Wednesday, November 06, 2013

Smarty pants

As children and teenagers, my siblings and I all underwent multiple batteries of tests -- all the standardized tests for public schools in the states of California and Utah and the college aptitude tests for future university attendance, but also a number of specialized tests supposedly designed to measure our intelligence. We all fared well on these tests. But some of my siblings received sufficiently high scores to gain access to the schools' gifted programs, while others did not.
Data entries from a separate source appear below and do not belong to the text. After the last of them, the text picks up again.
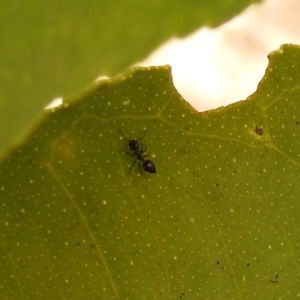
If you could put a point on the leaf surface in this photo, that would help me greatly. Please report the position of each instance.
(219, 220)
(51, 48)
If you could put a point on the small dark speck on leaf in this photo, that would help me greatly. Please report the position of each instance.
(259, 130)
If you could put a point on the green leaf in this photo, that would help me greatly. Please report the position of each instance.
(54, 48)
(219, 220)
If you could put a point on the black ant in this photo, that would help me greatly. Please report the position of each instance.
(138, 149)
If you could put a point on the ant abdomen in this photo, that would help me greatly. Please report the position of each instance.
(139, 149)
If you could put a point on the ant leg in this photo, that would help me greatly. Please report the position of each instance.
(143, 135)
(131, 154)
(140, 163)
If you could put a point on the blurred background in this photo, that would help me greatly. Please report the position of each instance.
(216, 67)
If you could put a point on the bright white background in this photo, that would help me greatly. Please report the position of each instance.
(216, 67)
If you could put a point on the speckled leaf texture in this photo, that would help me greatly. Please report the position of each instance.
(219, 220)
(52, 48)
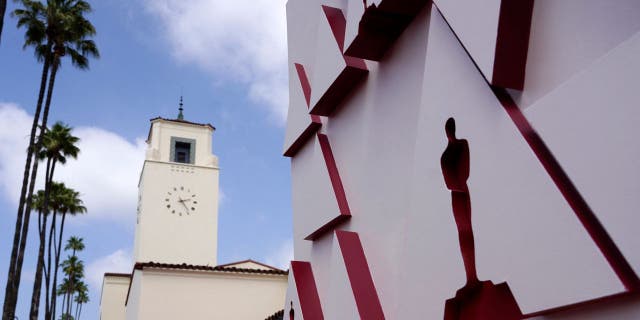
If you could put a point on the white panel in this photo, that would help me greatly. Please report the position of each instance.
(590, 124)
(338, 299)
(302, 20)
(525, 232)
(298, 118)
(291, 298)
(354, 12)
(314, 201)
(369, 140)
(568, 35)
(329, 61)
(476, 23)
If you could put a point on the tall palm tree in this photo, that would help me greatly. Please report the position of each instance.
(56, 30)
(74, 270)
(82, 297)
(73, 205)
(58, 144)
(3, 8)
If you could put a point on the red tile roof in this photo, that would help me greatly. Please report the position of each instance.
(223, 268)
(184, 121)
(276, 316)
(246, 261)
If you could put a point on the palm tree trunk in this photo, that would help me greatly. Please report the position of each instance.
(13, 284)
(37, 283)
(3, 8)
(79, 311)
(52, 230)
(64, 301)
(54, 296)
(43, 128)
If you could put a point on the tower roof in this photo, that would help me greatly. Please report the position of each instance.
(206, 125)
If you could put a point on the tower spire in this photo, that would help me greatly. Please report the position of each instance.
(180, 115)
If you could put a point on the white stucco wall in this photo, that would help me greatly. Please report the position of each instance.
(184, 294)
(114, 294)
(173, 237)
(387, 137)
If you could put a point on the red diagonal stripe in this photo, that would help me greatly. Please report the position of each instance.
(359, 274)
(334, 175)
(307, 291)
(571, 194)
(568, 190)
(304, 83)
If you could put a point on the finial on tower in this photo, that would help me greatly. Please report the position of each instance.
(180, 115)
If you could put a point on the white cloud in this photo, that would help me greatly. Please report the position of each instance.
(281, 256)
(119, 261)
(105, 173)
(244, 40)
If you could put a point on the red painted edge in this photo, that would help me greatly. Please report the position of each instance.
(307, 291)
(302, 139)
(364, 290)
(338, 190)
(338, 24)
(380, 26)
(315, 124)
(571, 194)
(328, 227)
(304, 82)
(334, 175)
(512, 43)
(354, 71)
(616, 297)
(562, 181)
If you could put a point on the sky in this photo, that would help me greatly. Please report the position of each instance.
(228, 60)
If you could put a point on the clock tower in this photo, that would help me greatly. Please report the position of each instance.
(177, 215)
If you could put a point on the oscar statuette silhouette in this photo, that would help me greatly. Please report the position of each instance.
(476, 300)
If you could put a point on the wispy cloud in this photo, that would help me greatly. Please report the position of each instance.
(242, 40)
(117, 262)
(105, 173)
(281, 256)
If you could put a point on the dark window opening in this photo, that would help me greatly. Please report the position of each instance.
(182, 152)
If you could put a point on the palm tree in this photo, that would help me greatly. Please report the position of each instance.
(74, 269)
(58, 144)
(3, 8)
(72, 205)
(39, 203)
(82, 297)
(56, 29)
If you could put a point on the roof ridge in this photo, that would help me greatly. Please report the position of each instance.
(185, 266)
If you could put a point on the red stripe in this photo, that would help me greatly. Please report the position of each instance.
(315, 124)
(304, 82)
(512, 43)
(338, 24)
(307, 291)
(334, 175)
(354, 71)
(359, 274)
(571, 194)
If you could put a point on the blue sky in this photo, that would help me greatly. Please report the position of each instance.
(228, 59)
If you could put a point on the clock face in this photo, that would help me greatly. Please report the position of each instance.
(181, 201)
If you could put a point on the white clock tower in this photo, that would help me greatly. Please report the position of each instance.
(177, 218)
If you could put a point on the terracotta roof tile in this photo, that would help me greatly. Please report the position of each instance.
(185, 121)
(276, 316)
(184, 266)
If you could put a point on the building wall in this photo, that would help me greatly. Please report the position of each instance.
(114, 294)
(388, 133)
(175, 294)
(177, 237)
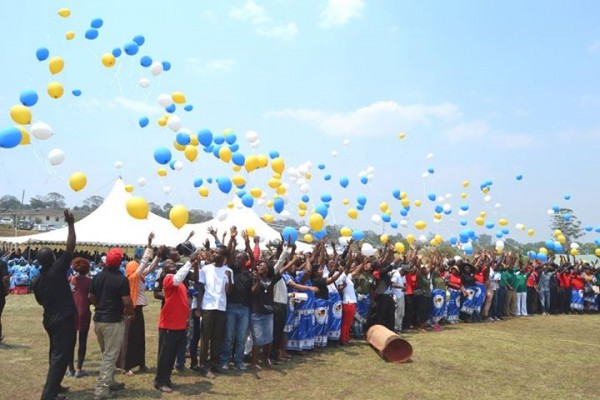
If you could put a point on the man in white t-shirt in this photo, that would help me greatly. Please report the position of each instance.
(398, 287)
(214, 282)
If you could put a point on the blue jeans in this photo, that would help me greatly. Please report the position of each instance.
(237, 318)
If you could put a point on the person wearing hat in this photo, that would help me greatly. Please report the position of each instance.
(110, 295)
(53, 292)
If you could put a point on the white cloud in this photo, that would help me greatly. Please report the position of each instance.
(339, 12)
(258, 17)
(379, 118)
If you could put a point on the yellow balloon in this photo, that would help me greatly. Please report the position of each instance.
(56, 65)
(346, 232)
(316, 222)
(191, 152)
(178, 97)
(64, 12)
(238, 180)
(352, 213)
(108, 60)
(420, 224)
(225, 154)
(179, 216)
(20, 114)
(77, 181)
(400, 248)
(25, 137)
(278, 165)
(55, 90)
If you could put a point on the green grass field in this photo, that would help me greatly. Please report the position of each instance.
(541, 357)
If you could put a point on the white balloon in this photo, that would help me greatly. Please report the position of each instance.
(174, 123)
(367, 250)
(164, 100)
(56, 156)
(156, 68)
(251, 136)
(41, 130)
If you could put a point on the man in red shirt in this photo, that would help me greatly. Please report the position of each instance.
(172, 322)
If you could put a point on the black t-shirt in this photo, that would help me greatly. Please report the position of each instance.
(53, 291)
(262, 302)
(109, 286)
(242, 288)
(3, 273)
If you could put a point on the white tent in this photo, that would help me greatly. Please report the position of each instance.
(110, 224)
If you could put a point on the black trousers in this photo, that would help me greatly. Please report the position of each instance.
(62, 343)
(168, 343)
(279, 317)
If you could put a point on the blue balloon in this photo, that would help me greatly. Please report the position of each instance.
(358, 235)
(91, 34)
(278, 205)
(205, 137)
(139, 40)
(344, 182)
(230, 138)
(42, 53)
(144, 121)
(247, 200)
(28, 98)
(325, 197)
(131, 48)
(182, 138)
(322, 209)
(289, 233)
(146, 61)
(10, 137)
(224, 184)
(238, 159)
(162, 155)
(97, 23)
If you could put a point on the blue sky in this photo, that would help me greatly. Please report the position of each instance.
(483, 91)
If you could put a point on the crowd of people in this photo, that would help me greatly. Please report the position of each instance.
(250, 308)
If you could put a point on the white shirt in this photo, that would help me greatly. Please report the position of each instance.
(398, 279)
(349, 294)
(215, 281)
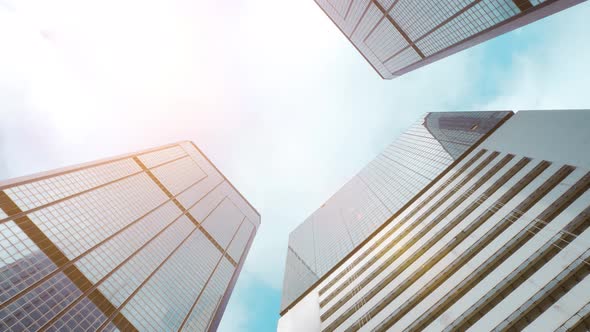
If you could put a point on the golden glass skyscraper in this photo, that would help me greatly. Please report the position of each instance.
(153, 240)
(386, 185)
(398, 36)
(499, 242)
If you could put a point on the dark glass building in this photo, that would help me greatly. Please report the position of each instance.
(387, 184)
(398, 36)
(499, 242)
(150, 241)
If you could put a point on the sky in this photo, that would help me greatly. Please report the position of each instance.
(270, 90)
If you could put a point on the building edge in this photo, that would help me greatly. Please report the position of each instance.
(78, 167)
(508, 115)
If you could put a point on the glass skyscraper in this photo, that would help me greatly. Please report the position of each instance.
(398, 36)
(387, 184)
(499, 242)
(150, 241)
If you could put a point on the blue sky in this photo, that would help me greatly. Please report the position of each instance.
(269, 89)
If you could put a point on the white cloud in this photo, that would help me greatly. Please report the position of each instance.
(553, 74)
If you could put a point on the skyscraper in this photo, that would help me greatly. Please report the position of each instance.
(398, 36)
(500, 242)
(153, 240)
(390, 182)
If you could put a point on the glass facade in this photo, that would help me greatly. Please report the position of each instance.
(377, 192)
(397, 36)
(147, 241)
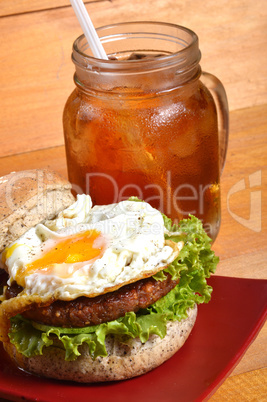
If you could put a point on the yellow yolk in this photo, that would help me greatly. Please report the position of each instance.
(76, 248)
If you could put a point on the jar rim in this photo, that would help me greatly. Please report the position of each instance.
(188, 54)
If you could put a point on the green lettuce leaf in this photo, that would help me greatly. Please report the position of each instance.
(194, 264)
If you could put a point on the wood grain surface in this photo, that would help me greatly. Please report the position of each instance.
(36, 79)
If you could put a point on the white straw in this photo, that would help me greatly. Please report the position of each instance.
(88, 29)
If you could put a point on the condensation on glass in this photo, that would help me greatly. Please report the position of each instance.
(147, 122)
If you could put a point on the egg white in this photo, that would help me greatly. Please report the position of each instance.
(133, 233)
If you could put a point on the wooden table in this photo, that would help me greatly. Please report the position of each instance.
(36, 78)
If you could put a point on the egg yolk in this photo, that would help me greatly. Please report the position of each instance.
(76, 248)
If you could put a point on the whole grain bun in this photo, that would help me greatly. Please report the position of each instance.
(123, 361)
(27, 198)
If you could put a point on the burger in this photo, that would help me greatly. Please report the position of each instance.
(95, 293)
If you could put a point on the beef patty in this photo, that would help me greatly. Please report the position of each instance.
(85, 311)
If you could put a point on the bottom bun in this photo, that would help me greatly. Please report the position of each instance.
(123, 360)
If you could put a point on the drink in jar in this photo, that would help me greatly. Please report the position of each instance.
(146, 126)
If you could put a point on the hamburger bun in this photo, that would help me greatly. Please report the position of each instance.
(29, 197)
(34, 196)
(124, 360)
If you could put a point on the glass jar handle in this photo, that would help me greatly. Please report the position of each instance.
(219, 95)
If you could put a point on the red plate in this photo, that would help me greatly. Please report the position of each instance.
(224, 329)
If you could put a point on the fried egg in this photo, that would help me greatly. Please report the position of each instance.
(90, 250)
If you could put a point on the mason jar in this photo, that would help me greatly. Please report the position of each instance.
(147, 122)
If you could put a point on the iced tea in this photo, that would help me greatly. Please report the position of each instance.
(160, 144)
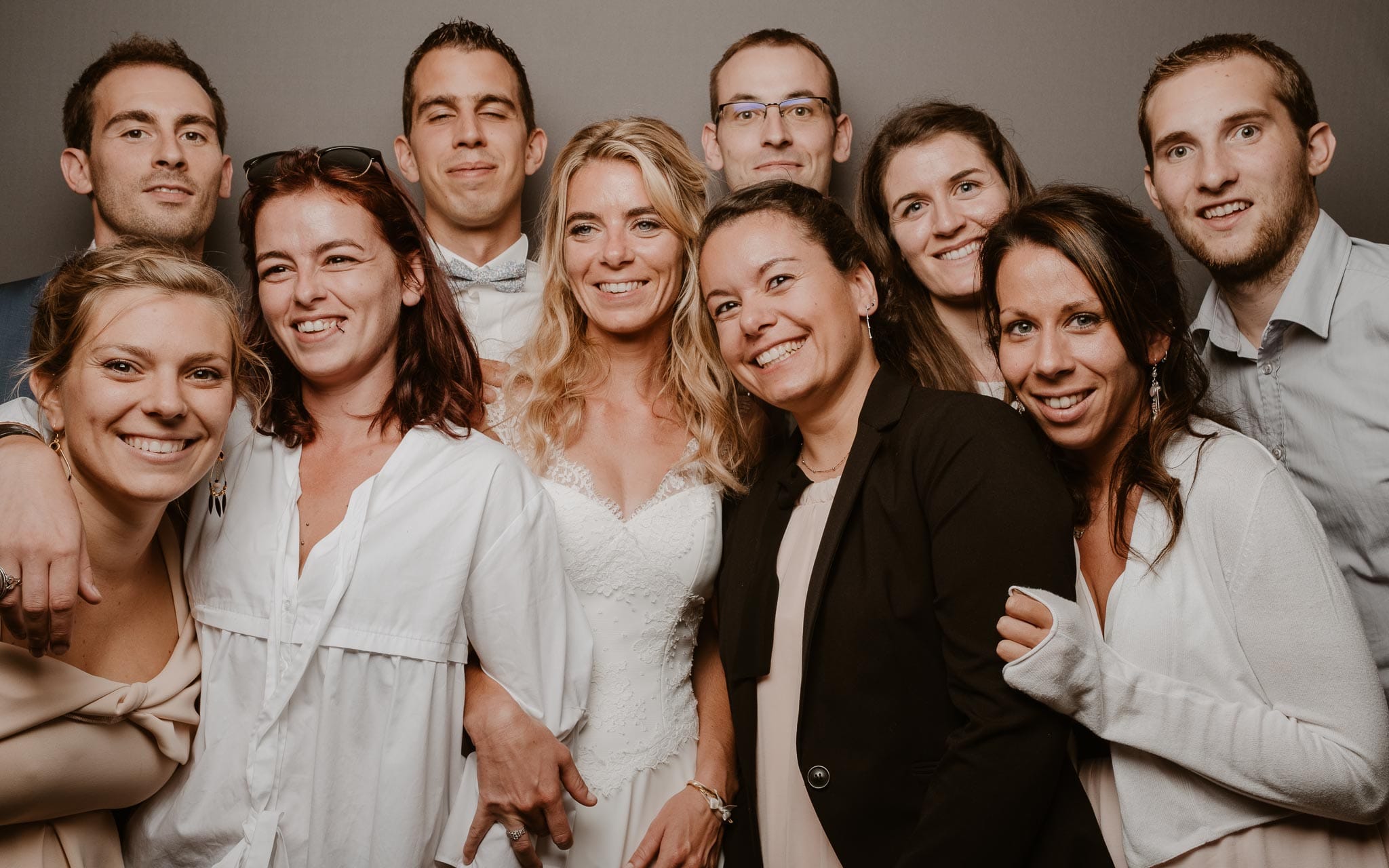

This disparity led to a sense, particularly among those siblings who didn't make it into the gifted program, of intellectual haves and have-nots in our family -- the belief that some of us were brilliant, and others merely of average intelligence.

And I'm going to tell you that it was all poppycock.

Without going into insane depth on the subject, the standardized IQ test is supposed to measure an individual's intelligence -- his or her ability to think and reason.  It's meant to be statistically reliable -- that is, although your test scores may change by a point or two up or down, you are generally supposed to get the same score over time. But I've noticed that my own test scores vary by as much as ten points, depending on the type of test administered, my age, the time of day the test was given, and a host of other factors which are not supposed to affect final scores on IQ tests. I've therefore come to the conclusion that most IQ tests do not actually assess intelligence. What they do measure is an individual's ability to navigate a standardized test successfully.

I'm very good at taking tests. Even going into a subject "blind," I can usually suss out multiple-choice answers by process of elimination and determine answers to certain questions based on facts given in other parts of the test. I don't have particularly strong testing anxiety, I pace myself, I try to use logic and knowledge of Latin root words to figure things out, and I skip over questions if they weigh me down too long, going back to focus on them later if I have more time. In other words, if I have even a rudimentary knowledge of the subject, I can usually get at least a respectable test score. And because I'm good at taking tests, it follows that I'm also good at taking IQ tests. My average scores don't put me into the "Wile E. Coyote, Super Genius" range, but they're good enough that I could probably qualify for Mensa membership. (I don't want to, because to my mind Mensa is less about seeking after the good of humanity and more about masturbatory self-congratulation, but that's fodder for a whole different post.)

As I see it, the problems with singling out kids for special educational treatment because they test in the gifted-to-genius range are: a) doing so engenders a strong sense of resentment in family groups, b) gifted children pick up the hint that high intelligence is key to their identity, making them afraid to fail for fear of losing who they are, c) many of the enrichment activities lavished on gifted children would be enjoyed just as much by those not considered gifted, and d) by the time most people reach adulthood, it doesn't make that much of a difference. The highest achievers in my family -- the ones who are making the most difference for good in the world -- were not the children who were selected for the gifted programs. Maybe they're the high achievers precisely because that early sense of disparity between siblings made them feel they had to prove themselves -- so they did it in spades. The so-called "smart" siblings have had a tendency to rest on their laurels, complacent in the knowledge that they didn't need to prove themselves to anyone, or afraid to take big risks because they feared failing and looking "dumb" in front of others. Being labeled as intelligent has, in some ways, held them back from achieving their full potential.

This thing shouldn't determine anyone's self-worth.
True intelligence is something far more than an arbitrary number on a Scantron sheet. It is not measured by standardized tests as much as it is measured by individual wisdom and judgement, the ability to make course corrections and learn from one's mistakes. In the end, you don't really need to be super-smart; all you really need is to be smart enough. From that point, hard work and application cover the rest.

1 comment:

Mark and Kiss said...

Fabulous! Well said! I agree. I worry about this with my kids. They are all super smart, sweet kiddos. But one out of the three oldest have tested into the gifted program. Even though they are smart, because they aren't the smartest, they feel inadequate or dumb...very sad. Last week, my two middle schoolers applied to participate in the Brain Bowl, one made it on the team, one didn't, the one who didn't was humiliated he said. My heart broke for him.